EMG Schriftenreihe, Band 42

Der Jahreskongress der Europäischen Märchengesellschaft e.V. fand 2016 in Würzburg in Zusammenarbeit mit der Domschule Würzburg, Akademie des Bistums, zu dem Thema "Macht und Ohnmacht - Erfahrungen im Märchen und im Leben" statt. In diesem Band sind die Vorträge des Kongresses versammelt.
Was ist Macht, was macht Macht mit uns? Wie sieht es mit der Ohnmacht aus? Ist sie das Gegenteil von Macht, was macht sie mit uns und wie kommen wir aus Ohnmachtserfahrungen wieder heraus?
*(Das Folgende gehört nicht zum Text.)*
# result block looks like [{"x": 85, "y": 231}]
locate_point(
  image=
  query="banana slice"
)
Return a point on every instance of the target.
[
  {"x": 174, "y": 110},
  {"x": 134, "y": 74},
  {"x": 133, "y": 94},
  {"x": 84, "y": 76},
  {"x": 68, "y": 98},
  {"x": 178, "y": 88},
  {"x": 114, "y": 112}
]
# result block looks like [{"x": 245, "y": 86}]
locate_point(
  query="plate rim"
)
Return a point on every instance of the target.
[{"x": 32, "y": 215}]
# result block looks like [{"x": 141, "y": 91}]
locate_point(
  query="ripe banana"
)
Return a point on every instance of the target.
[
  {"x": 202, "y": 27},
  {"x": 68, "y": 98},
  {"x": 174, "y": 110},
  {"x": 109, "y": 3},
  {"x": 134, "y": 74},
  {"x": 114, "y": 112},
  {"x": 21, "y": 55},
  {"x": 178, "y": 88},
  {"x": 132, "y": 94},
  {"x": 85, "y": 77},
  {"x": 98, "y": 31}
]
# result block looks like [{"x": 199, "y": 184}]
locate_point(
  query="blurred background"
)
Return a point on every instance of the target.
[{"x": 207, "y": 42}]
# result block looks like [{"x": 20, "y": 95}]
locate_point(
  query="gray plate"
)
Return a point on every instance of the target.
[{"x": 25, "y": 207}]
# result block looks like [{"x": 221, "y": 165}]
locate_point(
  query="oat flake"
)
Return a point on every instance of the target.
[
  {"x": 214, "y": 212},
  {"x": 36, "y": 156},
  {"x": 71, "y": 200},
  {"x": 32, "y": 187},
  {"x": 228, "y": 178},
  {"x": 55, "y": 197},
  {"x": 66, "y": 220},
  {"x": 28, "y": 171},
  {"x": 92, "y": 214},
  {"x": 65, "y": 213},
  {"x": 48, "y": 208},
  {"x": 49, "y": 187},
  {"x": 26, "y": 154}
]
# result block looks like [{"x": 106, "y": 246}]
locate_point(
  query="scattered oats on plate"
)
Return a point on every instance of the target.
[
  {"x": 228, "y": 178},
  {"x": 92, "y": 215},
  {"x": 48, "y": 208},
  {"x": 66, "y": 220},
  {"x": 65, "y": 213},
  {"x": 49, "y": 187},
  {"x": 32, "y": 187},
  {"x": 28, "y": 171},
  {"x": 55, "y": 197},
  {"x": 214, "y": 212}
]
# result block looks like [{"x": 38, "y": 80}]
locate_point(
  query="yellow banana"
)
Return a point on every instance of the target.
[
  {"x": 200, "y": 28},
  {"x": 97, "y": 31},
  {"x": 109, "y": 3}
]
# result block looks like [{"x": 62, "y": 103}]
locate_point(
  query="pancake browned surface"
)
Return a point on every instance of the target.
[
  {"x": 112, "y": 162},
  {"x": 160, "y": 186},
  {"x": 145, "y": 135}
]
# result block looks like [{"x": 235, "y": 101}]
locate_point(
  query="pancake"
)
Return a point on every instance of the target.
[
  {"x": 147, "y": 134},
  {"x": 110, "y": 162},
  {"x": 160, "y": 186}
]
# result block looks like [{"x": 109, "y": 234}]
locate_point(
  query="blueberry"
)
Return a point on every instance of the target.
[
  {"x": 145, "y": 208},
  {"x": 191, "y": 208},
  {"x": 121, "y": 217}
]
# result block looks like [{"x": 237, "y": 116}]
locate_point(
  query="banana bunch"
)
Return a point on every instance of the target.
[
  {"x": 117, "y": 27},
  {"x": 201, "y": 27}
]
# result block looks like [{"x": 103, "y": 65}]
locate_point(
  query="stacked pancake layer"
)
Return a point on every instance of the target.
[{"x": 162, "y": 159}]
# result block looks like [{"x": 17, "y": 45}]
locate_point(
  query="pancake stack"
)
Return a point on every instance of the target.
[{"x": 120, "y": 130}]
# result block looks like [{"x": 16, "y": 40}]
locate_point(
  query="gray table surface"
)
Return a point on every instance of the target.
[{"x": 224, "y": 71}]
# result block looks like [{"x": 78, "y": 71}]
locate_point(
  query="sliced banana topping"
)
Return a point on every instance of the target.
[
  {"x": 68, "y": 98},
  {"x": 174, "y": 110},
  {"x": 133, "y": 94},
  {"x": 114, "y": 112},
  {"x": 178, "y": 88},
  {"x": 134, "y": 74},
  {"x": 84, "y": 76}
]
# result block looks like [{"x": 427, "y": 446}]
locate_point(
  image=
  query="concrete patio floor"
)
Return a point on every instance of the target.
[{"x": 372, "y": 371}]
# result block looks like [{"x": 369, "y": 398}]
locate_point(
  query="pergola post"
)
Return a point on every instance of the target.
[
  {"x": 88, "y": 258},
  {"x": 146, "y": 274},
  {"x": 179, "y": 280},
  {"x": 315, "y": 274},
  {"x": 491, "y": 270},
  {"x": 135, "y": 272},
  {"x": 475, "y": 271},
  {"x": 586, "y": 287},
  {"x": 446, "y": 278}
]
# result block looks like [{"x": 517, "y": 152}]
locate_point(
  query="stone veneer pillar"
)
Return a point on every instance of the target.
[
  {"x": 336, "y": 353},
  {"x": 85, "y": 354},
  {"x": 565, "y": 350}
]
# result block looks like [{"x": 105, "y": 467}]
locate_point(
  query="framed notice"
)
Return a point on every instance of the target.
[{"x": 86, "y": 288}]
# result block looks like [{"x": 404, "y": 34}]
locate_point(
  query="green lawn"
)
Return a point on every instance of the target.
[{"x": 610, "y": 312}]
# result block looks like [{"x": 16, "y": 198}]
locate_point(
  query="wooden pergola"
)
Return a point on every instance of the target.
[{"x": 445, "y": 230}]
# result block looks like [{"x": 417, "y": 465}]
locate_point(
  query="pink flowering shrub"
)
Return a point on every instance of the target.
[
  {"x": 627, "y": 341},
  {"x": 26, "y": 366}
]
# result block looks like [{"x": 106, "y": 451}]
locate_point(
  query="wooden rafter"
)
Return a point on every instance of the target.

Fragen, die unter anderem in den Referaten erörtert werden. Macht- und Ohnmachtserfahrungen sind ständige Begleiter in unserem Leben, in wichtigen Momenten ebenso wie im Alltäglichen, sowohl auf persönlicher und individueller als auch auf gesellschaftlicher und sozialer Ebene. Erfahrungen von Ohnmacht und Macht hat jeder, und zwar in beiden Bereichen. Weil diese so selbstverständlich zu unserem Leben gehören, spiegeln sie sich auch in den Volksmärchen wider. Gerade mit ihren Bildern und Symbolen greifen Märchen die grundsätzlichen menschlichen Erfahrungen auf, so können sie angeschaut und gedeutet werden. Märchen können helfen, eigene Erfahrungen einzuordnen.
Ein Achtergewicht bildet der Aufsatz über Max Lüthi, der vor 25 Jahren verstorben ist.
Herausgegeben im Auftrag der Europäischen Märchengesellschaft von Harlinda Lox und Sabine Lutkat.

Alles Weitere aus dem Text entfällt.